The Bill, which was already approved by the Rajya Sabha, defines child pornography, making it punishable.
A bill seeking to provide death penalty for aggravated sexual assault on children and greater punishments for other crimes against minors was taken up for consideration and passage in the Lok Sabha on Thursday. Piloting the Protection of Children from Sexual Offences (Amendment) Bill, 2019, Women and Child Development Minister Smriti Irani said it aims at making offences against children gender neutral.
The Bill, which was already approved by the Rajya Sabha, defines child pornography, making it punishable. Cutting across party lines, members supported amendments to POCSO Act though some demanded that Bill be referred to the standing committee or select committee as it makes certain offences punishable with death.
The Bill, said Irani, would provide added legal protection to 39 per cent of population or 43 crore children, irrespective of whether they are a girl or boy. Besides other things, she said, the Bill defines child pornography so that sexual predators indulging in such heinous crimes could be punished.

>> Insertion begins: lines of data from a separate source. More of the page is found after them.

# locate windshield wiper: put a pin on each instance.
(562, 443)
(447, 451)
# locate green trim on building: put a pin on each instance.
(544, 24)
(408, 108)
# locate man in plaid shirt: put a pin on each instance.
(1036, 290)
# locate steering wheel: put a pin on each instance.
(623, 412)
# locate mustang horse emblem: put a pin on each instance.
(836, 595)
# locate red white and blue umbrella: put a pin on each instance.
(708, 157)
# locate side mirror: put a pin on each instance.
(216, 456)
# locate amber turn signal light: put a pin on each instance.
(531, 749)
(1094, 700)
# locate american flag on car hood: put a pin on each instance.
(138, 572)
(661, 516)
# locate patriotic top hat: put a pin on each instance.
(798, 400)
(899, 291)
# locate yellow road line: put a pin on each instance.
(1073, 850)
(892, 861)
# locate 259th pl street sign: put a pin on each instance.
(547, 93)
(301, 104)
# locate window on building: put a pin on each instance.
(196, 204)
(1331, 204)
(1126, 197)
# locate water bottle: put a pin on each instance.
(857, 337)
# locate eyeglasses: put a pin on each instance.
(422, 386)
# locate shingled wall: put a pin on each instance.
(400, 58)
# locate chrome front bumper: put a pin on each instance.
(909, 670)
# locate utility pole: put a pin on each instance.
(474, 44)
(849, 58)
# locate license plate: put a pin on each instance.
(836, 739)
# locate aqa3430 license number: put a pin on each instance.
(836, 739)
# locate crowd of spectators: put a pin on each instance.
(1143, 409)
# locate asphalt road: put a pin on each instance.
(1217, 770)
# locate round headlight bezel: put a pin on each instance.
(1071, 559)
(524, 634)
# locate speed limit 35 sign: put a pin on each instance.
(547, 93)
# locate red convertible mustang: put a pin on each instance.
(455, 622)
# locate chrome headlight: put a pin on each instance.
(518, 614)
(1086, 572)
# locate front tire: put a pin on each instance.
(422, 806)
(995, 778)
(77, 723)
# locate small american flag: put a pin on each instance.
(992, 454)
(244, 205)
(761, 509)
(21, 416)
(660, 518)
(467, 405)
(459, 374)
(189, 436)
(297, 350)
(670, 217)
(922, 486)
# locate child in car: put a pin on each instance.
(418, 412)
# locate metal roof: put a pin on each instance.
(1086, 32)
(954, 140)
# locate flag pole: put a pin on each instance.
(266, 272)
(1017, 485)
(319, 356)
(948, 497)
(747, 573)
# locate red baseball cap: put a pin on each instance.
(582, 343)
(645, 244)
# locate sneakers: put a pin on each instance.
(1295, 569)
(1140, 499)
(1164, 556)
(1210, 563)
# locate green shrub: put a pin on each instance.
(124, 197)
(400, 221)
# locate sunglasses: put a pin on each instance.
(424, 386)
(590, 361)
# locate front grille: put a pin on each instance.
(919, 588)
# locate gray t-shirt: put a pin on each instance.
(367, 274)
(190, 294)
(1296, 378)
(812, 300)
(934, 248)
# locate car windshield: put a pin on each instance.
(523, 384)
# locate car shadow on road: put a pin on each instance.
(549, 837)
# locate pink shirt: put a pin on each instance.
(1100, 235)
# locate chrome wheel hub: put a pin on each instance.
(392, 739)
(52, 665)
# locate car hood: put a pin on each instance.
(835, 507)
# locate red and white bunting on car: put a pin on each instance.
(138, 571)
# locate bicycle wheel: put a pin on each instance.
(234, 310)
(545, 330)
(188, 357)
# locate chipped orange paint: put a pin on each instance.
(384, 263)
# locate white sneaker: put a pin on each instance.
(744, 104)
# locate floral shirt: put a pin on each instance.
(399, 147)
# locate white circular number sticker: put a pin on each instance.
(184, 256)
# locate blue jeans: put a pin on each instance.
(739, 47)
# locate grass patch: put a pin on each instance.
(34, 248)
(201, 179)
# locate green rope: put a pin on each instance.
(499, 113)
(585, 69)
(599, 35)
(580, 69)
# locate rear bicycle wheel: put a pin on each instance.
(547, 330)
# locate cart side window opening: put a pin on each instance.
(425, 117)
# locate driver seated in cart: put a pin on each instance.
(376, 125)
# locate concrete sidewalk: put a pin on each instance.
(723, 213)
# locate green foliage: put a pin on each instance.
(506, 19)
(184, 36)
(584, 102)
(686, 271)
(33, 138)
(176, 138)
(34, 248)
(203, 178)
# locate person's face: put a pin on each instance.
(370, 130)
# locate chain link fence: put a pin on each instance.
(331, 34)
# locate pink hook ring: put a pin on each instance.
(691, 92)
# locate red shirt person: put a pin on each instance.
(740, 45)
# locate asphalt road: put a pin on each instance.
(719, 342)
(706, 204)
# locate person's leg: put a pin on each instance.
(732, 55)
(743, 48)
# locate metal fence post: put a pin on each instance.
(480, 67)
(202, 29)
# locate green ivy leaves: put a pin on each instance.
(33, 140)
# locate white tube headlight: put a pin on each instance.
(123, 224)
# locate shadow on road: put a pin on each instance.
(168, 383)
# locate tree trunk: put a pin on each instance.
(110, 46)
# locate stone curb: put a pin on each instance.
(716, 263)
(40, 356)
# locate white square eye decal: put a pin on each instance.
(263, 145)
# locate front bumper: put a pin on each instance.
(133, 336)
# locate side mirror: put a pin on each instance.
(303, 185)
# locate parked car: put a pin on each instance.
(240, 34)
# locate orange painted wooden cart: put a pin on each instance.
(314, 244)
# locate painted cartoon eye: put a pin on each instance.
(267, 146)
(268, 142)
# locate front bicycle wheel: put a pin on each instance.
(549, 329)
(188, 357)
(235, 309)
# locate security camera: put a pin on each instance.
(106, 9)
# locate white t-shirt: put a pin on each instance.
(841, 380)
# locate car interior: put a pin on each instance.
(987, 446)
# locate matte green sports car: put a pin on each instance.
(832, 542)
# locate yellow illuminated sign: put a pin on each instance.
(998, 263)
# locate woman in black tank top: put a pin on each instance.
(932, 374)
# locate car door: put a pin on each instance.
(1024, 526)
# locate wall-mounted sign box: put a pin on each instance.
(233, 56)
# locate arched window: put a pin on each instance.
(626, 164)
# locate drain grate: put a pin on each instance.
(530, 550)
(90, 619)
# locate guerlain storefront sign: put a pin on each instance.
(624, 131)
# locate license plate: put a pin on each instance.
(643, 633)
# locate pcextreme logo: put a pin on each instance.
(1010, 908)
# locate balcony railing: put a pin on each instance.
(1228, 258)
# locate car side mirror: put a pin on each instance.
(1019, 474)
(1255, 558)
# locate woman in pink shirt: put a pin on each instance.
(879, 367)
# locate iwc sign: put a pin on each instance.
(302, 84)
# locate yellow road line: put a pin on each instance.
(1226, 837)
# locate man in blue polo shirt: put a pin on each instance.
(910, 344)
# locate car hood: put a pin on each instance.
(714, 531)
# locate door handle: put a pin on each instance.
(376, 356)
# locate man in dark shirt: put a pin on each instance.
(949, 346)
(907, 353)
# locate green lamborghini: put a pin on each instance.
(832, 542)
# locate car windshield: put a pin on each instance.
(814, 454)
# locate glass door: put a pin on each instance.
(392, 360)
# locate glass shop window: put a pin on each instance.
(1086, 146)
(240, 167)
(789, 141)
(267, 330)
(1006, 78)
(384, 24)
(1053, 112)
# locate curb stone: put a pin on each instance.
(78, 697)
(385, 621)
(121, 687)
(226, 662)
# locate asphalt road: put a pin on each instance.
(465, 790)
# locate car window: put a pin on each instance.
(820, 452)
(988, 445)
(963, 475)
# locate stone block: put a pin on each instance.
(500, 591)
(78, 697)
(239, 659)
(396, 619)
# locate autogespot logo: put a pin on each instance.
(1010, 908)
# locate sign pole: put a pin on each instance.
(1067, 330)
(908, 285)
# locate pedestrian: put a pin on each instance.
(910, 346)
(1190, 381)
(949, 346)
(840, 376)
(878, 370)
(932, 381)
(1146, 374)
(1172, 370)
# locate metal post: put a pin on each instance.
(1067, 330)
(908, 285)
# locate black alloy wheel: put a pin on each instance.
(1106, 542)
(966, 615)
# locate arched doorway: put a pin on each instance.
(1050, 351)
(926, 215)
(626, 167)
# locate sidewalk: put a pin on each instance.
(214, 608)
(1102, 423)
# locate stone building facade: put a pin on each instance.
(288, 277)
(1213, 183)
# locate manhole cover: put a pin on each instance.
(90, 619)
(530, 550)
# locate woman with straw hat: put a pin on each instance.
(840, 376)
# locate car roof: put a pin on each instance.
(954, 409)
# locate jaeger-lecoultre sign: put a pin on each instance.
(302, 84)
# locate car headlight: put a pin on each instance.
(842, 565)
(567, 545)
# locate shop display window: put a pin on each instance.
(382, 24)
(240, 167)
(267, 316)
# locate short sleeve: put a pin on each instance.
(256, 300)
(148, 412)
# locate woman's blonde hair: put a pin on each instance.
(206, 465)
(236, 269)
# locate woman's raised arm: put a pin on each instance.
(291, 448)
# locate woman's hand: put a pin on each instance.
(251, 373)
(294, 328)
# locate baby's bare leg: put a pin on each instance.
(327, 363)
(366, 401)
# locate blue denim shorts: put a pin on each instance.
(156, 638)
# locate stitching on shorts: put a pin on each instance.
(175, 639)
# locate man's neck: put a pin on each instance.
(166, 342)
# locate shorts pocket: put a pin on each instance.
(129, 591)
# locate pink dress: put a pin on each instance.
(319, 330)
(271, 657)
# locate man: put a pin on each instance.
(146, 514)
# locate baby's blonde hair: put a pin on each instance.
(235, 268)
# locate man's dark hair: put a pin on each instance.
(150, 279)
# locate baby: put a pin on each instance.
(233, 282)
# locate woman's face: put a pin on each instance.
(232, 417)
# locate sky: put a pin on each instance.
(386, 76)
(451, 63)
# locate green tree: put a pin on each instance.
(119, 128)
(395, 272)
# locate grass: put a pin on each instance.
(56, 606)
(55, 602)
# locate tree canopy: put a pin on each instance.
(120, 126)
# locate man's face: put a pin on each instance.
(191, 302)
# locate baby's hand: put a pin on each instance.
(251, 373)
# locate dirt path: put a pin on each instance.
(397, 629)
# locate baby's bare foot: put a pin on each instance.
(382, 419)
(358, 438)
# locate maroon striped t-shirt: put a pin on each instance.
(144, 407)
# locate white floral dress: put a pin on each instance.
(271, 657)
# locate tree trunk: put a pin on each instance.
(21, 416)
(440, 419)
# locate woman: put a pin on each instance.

Regretting that 5,000 persons followed the child pornography site operated by a person, Irani said, “this is a matter of grave concern for the society. The site had even showed the rape of a minor girl, he added. Recalling a case wherein children were administered drugs and harmones to make them sexually active, she said, the law is aimed at providing stringent punishment to such offenders.
“We want to provide added protection to children…in rarest of rare cases death (penalty),” she added. Participating in the discussion, Su Thirunavukkarasar (Cong) suggested that since the bill has a provision for death penalty, it should be sent to a Parliamentary committee for further scrutiny. Rita Bahuguna Joshi (BJP) said the Bill will go a long way in bringing offenders against children to book.
Kanimozhi (DMK) said that bill should be sent to select committee or standing committee as harsher punishment could deter people from reporting the crime. While presiding over the proceedings, BJD’s Bhartruhari Mahtab pointed out to Irani that the Hindi version of the POSCO bill used the word “balakon”, a term for young boys, while the English word “children” is gender neutral. To this, she responded that the legislative department of the government had vetted the bill and cleared it.
Rajiv Ranjan Singh of the JD(U) hailed the bill, saying it will curb the growing trend in the society toward such heinous crimes. He, however, suggested the government work to have special courts across the country and ensure speedy trial so that the cases of sexual crimes against children are taken to logical conclusion. A short period of trial will also minimise the chances of accused influencing witnesses.
Citing a survey, he said the cases of sexual harassment against children have risen by 500 per cent. TMC’s Satabdi Roy wondered if death penalty will deter criminals and asked the government to explain as to what it is doing to help victims. Shiv Sena’a Vinayak Raut supported the bill and sought a time-bound trial for the accused. BSP’s Danish Ali also backed the bill, saying he supports capital punishment for those convicted under this Act even though he is ideologically against death penalty.